Post by Remo D » Mon Aug 29, 2011 8:33 pm

There are times where you just have to let the “remake” tag go, I guess. It’s one thing to remake FRIGHT NIGHT, since it was a significant box-office hit in 1985 and a hugely recognizable “brand name,” but when someone travels all the way back to one of the creepiest made-for-TV movies of the 1970s and decides to flesh it out and put it on the big screen, that’s a little bit more unusual. And when it’s Guillermo del Toro doing it, I happen to think the product warrants significantly more attention than when, say, people with far less gifted imaginations decide to rehash WHEN A STRANGER CALLS and PROM NIGHT.

I think we can generally agree that del Toro has more than earned our respect—he’s no “remake king,” but he’s always paid tribute to the entertainment that affected him most profoundly in his youth—everything from THE OUTER LIMITS to THE SPIRIT OF THE BEEHIVE shows through in his work.

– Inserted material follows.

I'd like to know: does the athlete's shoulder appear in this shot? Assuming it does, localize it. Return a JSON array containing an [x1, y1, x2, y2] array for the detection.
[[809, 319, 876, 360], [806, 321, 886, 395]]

So it’s scarcely surprising that one of the films that must have really gotten to him back in the day was the TV-chiller DON’T BE AFRAID OF THE DARK (hell, didn’t that one get to all of us?), which became his first official remake (as producer and co-writer), with directorial duties entrusted to accomplished short-film maker Troy Nixey.

What makes this revision unmistakably del Toro’s is the child’s perspective provided by newcomer Bailee Madison. There’s no local civil war into which to drop young Sally, but we still get generous slices of both THE DEVIL’S BACKBONE and PAN’S LABYRINTH as the youngster finds herself passed between two divorced parents, neither of whom knows quite what to do with her. Sally’s father (Guy Pearce) is obsessed with simultaneously restoring an old mansion and his own career by trying to land on the cover of ARCHITECTURAL DIGEST; while his live-in lover/interior designer (Katie Holmes) isn’t prepared for either surrogate motherhood or Sally’s spirited resistance.

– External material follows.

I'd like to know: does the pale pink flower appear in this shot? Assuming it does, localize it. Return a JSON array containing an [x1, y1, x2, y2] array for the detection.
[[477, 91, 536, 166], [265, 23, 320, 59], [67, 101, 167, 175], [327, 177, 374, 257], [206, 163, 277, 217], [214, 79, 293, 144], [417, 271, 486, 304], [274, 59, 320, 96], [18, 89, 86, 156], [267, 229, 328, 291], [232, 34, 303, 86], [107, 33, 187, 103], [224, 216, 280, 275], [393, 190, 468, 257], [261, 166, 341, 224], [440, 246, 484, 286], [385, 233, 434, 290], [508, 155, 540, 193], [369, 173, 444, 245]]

Of course Sally’s troubled. Of course one might expect her to act out. Is it any wonder at all that nobody believes her when she says that the house is full of little monsters…?

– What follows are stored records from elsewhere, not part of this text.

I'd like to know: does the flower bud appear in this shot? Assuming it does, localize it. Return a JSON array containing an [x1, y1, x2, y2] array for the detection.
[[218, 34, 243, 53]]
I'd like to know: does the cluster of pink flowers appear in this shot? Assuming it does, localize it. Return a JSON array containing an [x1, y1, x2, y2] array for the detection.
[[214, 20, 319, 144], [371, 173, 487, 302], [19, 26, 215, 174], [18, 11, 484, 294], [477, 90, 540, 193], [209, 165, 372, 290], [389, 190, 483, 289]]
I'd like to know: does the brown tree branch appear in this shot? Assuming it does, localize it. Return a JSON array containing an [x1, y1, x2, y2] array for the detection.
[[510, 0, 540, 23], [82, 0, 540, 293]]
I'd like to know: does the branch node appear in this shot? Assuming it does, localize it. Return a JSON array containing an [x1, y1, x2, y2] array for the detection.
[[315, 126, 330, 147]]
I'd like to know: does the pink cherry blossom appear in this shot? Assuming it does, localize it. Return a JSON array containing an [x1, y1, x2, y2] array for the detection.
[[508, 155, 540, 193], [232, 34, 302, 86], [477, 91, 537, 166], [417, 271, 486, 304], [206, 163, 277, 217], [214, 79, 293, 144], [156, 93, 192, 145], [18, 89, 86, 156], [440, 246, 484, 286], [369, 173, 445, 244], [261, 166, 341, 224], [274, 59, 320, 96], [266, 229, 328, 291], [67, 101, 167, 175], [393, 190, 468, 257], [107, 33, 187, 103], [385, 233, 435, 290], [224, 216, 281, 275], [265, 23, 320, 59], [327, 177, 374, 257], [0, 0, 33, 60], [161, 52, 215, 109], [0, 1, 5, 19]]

As you can see, we have a new tapestry into which the essentials of the original film are faithfully woven. The original TV-movie was creepy as hell on a primal level with no detailed explanation as to exactly why those little devils were doing what they were doing (let alone from whence they sprang). For the remake, del Toro provides plenty of backstory and detail (and yes, a plot contrivance or two—people tend to groan at the helpful librarian for making things too “easy,” but there’s a reason this information is gleaned expeditiously—would you rather spend half an hour of movie time watching Katie Holmes slowly discover what you already knew?), but it’s the sort of detail that makes the new DARK at one with his body of work—and which gives the movie a whole new reason to be creepy as hell. Thankfully, del Toro’s trust in director Nixey was well-founded.

This low-budget shocker will certainly recoup its costs in the video arena, but it’s still a damn shame that the studio essentially dumped it (nearly a full year after the teaser trailers hit theatres—I saw virtually NO promotion of this film over the last few months) in a truly deadly release slot. Add this to the FRIGHT NIGHT remake for a list of good horror films nobody wants to see. Then do yourself a favor and SEE it.